There’s a very good chance now that I’m not going to win Warren Buffett’s $1 billion.

And I had such good plans for it — Twizzlers for everybody, lamb chops when they’re not buy-one, get-one free, change my oil every two months, not every three. Maybe buy hardbacks instead of paperbacks. Replace torn underwear, even if historically lucky, with new. Get the full bottle of wine, not the half, when we go out to dinner.

I understood that to win the billion the odds weren’t great — something like one in a billion, which is a number with so many zeroes the zero store ran out of them and had to order re-stock from Amazon — but I thought I had a chance.

Alas, it only took one weekend, and I’ve done it already: screwed up my brackets. They seem to be too high on the left and the screws are already coming loose.

I’ve also apparently screwed up my picks. So not only will I not win a billion dollars from Buffett, who was offering that for anyone who turned in a perfect bracket for the NCAA men’s basketball tournament, but it appears very likely that I will owe my wife five bucks because her picks, based on throwing darts while her eyes were closed and she was sleeping, have done far better than mine.   

This is particularly galling because I spent so much time picking out my picks, carefully choosing my teams based on a carefully developed selection system.

I first checked each team’s won-loss record, mainly to determine if any team had ever lost to a school where the mascot had been arrested for impersonating a billiken.

Then I looked at all the schools playing in the tournament and tried to remember if I had ever applied for admission to any of them and if I had been turned down because the only extra-curricular item on my high school resume was that I was a member of the junior varsity Ping-Pong club.

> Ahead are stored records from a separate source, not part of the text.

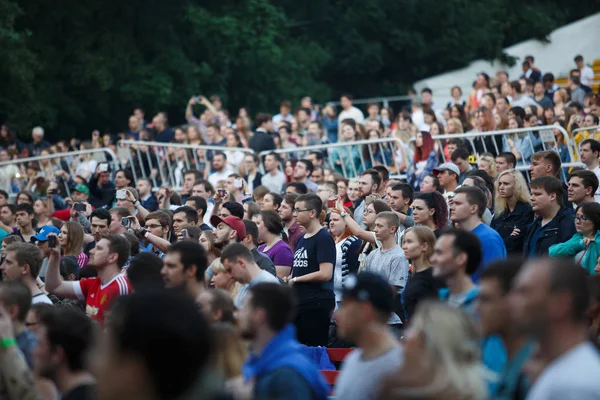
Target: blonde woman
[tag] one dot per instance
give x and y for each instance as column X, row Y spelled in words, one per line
column 442, row 358
column 488, row 164
column 417, row 244
column 513, row 211
column 222, row 280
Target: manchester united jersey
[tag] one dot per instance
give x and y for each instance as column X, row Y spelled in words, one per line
column 98, row 297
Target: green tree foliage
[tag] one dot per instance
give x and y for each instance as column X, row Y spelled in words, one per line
column 84, row 65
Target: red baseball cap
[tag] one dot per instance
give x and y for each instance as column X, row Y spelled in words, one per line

From there, I added the school’s adjusted tempo-free offensive field goal percentage during away games played in the month of November to the average shoe size of the starting five. I divided that by the grade point average of the school’s incoming student body, not, of course, including any courses in the sociology department unless they were three-pointers.

I measured what each team thought about Crimea and how many of the starters knew the difference between Rick Pitino and Vladimir Putin. Then I subtracted the number of times the sports team had been called a program rather than a sports team and multiplied the total by 3.6, a number I had chosen at random because I like the number 3.6 and 3.5 was no longer available.

With all this knowledge in hand, I filled out my brackets and let my bank know that the billion was coming. But just in case, I held on to the old underwear.